Recently you spoke to students about education and said, “One thing I never want to see happen is schools that are just teaching the test. … young people do well in stuff that they're interested in. They're not going to do as well if it's boring." I absolutely agree.

Why then, Mr. President, do you want to continue to impose an inferior educational system based on high-stakes testing on the rest of the nation’s non-elite children? Why is it acceptable to subject children living in poverty, most of whom are children of color, to a punitive educational system that limits their curricula, kills their love of learning and fails to support the most struggling students, effectively making it impossible for these children to catch up to their more affluent peers. Why do you support a system that begins labeling children as failures at 5 years old, and makes it essentially impossible for those children to escape that label?

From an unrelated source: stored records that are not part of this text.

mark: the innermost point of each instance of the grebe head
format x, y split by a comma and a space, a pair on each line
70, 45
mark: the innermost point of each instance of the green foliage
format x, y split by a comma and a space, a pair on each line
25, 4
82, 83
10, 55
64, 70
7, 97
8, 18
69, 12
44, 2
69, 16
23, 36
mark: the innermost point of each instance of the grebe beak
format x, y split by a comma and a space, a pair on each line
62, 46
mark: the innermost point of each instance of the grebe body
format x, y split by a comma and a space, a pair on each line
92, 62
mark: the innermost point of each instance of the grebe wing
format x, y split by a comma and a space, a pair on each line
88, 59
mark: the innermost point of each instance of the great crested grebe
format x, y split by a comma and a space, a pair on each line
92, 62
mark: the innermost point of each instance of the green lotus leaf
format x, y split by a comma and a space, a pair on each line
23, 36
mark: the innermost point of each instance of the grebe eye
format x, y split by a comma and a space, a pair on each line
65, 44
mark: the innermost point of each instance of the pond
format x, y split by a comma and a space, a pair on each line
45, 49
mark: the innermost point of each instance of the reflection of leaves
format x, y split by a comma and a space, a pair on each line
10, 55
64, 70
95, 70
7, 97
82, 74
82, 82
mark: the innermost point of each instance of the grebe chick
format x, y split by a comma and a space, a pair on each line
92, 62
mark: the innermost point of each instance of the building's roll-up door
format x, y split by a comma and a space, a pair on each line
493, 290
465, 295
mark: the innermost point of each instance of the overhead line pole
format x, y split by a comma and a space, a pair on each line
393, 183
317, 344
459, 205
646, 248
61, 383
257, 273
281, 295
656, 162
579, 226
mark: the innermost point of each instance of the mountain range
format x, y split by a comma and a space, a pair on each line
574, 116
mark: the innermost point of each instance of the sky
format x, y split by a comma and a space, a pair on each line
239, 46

Research does not support the policies being advocated by your Secretary of Education. School turnarounds and charter schools staffed by unqualified teachers have been proven failures. Both you and Mr. Duncan need look no further that your former backyard, Chicago, to see the failure of those policies. High-stakes testing serves to dumb down curricula and encourage cheating. Look what happened recently in Ms. Rhee’s former school district.

Think of your own children, Mr. President. Would you want Sasha and Malia taught by highly qualified, experienced educators, or recent college graduates with no background in educational theory, pedagogy or child development? Would you want your daughters’ curricula limited to reading, writing, and arithmetic? Would you want your daughters sentenced to an educational system that is nothing more than a test prep assembly line? I am sure your answer would be ‘absolutely not’.

Please, Mr. President, we want our children to have an educational system like your daughters have. We want equitable funding in our schools. Those are goals that would be worthy of your administration.

Sincerely,

A Teacher Anon

2 comments:

  1. The SOS March people are collecting 338 word letters to send to the President. 338 because his recent statement about not wanting his daughters in test prep environments was 338 words long. He quickly got called out on this and the 338 letter movement was born.